Thanks for your help
-Phil
Some more thoughts... Is there a possibility of reading/verifying the EEPROM with the propeller tool without re-writing it? I could do a verify (compare against known good image) in the hot state. Is there a tool to read out the hub RAM after a crash?
- Stuff expands
- caps de-rate
- Internal clocks run fast
- Vreg's turn off
It's hard to say without a schematic (and that might not help, anyway), but my list would be either something mechanical (something expands and opens under heat), something on the power stage, or something with the xtal. What is the Vreg rated for and how hot does it get? What are the specs for the xtal? Does the Prop work when hot without using the xtal? What's the Vin of the Vreg? boards were e-tested before assembly, right?
I've never had a problem when shorting a propeller output pin. My hunch is something wrong with the Vreg that causes it to drop out when the xtal switches on, or an out of spec xtal.
But I found out something different. When I touch one of the crystal pins with the probe tip of my multimeter the voltage changes from 0.3V (non oscillating) to around 1.5V (oscillating). When I hold the tip on the crystal all the time while switching power on, any of the bad boards boots sucessfully and is working perfectly even when I remove the tip later. So it seems to be a crystal problem. As the crystal is located directly next to the EEPROM, cooling the EEPROM also affected the crystal.
I don't use real quartz crystals but ceramic resonators from Murata (CSTCC 4.91MHz). Maybe they need a different load capacity. Or they require some noise to start up properly. I like the ceramic crystals because they are smaller than cheap standard crystals at 5MHz. From my experience they are much more forgiving than standard quartz crystals and start up more quickly even with only a 74HC00 gate as "amplifier". I never had problems with them and sold 1000s of Altera and AVR based products with ceramic crystals. But the propeller seems to be different. I tried different clock modes (XTAL1 and XTAL3) but it makes no difference.

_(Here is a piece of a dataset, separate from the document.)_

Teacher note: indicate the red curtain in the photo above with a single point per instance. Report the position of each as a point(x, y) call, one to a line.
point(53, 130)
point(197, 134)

I think that there have been discussions about suitable crystals on this forum.
I just exchanged 3 of the crystals on the bad boards with new ones. They immediately worked without problems. The bad ones need remarkably longer to startup oszillation (200..500µs) whereas the good ones startup <150µs. And I had a very strange phenomenon, again. One of the bad boards magicaly cured after pressing the probe tip several times on the pins. Maybe it has to do with mechanical stress (sometimes due to thermal expansion)?